Finalmente, somos capazes de coordenar a interação entre o usuário e o Agente. Comece criando um Thread Assistente para manter o estado da conversa e criando um loop vazio.

Vamos também garantir que os recursos sejam removidos no final da execução para minimizar cobranças desnecessárias.

Console.WriteLine("Creating thread...");
string threadId = await agent.CreateThreadAsync();

Console.WriteLine("Ready!");

try
{
    bool isComplete = false;
    List<string> fileIds = [];
    do
    {

    } while (!isComplete);
}
finally
{
    Console.WriteLine();
    Console.WriteLine("Cleaning-up...");
    await Task.WhenAll(
        [
            agent.DeleteThreadAsync(threadId),
            agent.DeleteAsync(),
            fileClient.DeleteFileAsync(fileDataCountryList.Id),
            fileClient.DeleteFileAsync(fileDataCountryDetail.Id),
        ]);
}

print("Creating thread...")
thread_id = await agent.create_thread()

try:
    is_complete: bool = False
    file_ids: list[str] = []
    while not is_complete:
        # agent interaction logic here
finally:
    print("Cleaning up resources...")
    if agent is not None:
        [await agent.delete_file(file_id) for file_id in agent.code_interpreter_file_ids]
        await agent.delete_thread(thread_id)
        await agent.delete()

Agora vamos capturar a entrada do usuário dentro do loop anterior. Neste caso, a entrada vazia será ignorada e o termo EXIT sinalizará que a conversa está concluída. A entrada válida será adicionada ao Thread Assistente como uma mensagem de usuário.

Console.WriteLine();
Console.Write("> ");
string input = Console.ReadLine();
if (string.IsNullOrWhiteSpace(input))
{
    continue;
}
if (input.Trim().Equals("EXIT", StringComparison.OrdinalIgnoreCase))
{
    isComplete = true;
    break;
}

await agent.AddChatMessageAsync(threadId, new ChatMessageContent(AuthorRole.User, input));

Console.WriteLine();

user_input = input("User:> ")
if not user_input:
    continue

if user_input.lower() == "exit":
    is_complete = True
    break

await agent.add_chat_message(thread_id=thread_id, message=ChatMessageContent(role=AuthorRole.USER, content=user_input))

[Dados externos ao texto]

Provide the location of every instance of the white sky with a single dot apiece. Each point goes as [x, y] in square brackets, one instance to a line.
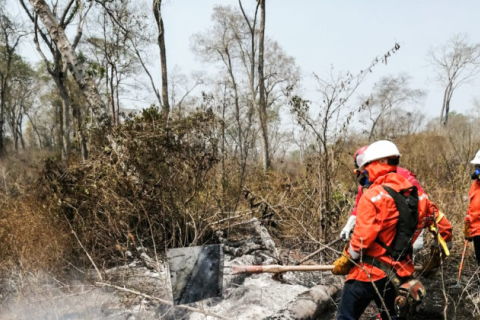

Antes de invocar a resposta do Agente , vamos adicionar alguns métodos auxiliares para baixar quaisquer arquivos que possam ser produzidos pelo Agente.

Aqui estamos colocando o conteúdo do arquivo no diretório temporário definido pelo sistema e, em seguida, iniciando o aplicativo visualizador definido pelo sistema.

private static async Task DownloadResponseImageAsync(OpenAIFileClient client, ICollection<string> fileIds)
{
    if (fileIds.Count > 0)
    {
        Console.WriteLine();
        foreach (string fileId in fileIds)
        {
            await DownloadFileContentAsync(client, fileId, launchViewer: true);
        }
    }
}

private static async Task DownloadFileContentAsync(OpenAIFileClient client, string fileId, bool launchViewer = false)
{
    OpenAIFile fileInfo = client.GetFile(fileId);
    if (fileInfo.Purpose == FilePurpose.AssistantsOutput)
    {
        string filePath =
            Path.Combine(
                Path.GetTempPath(),
                Path.GetFileName(Path.ChangeExtension(fileInfo.Filename, ".png")));

        BinaryData content = await client.DownloadFileAsync(fileId);
        await using FileStream fileStream = new(filePath, FileMode.CreateNew);
        await content.ToStream().CopyToAsync(fileStream);
        Console.WriteLine($"File saved to: {filePath}.");

        if (launchViewer)
        {
            Process.Start(
                new ProcessStartInfo
                {
                    FileName = "cmd.exe",
                    Arguments = $"/C start {filePath}"
                });
        }
    }
}

import os

async def download_file_content(agent, file_id: str):
    try:
        # Fetch the content of the file using the provided method
        response_content = await agent.client.files.content(file_id)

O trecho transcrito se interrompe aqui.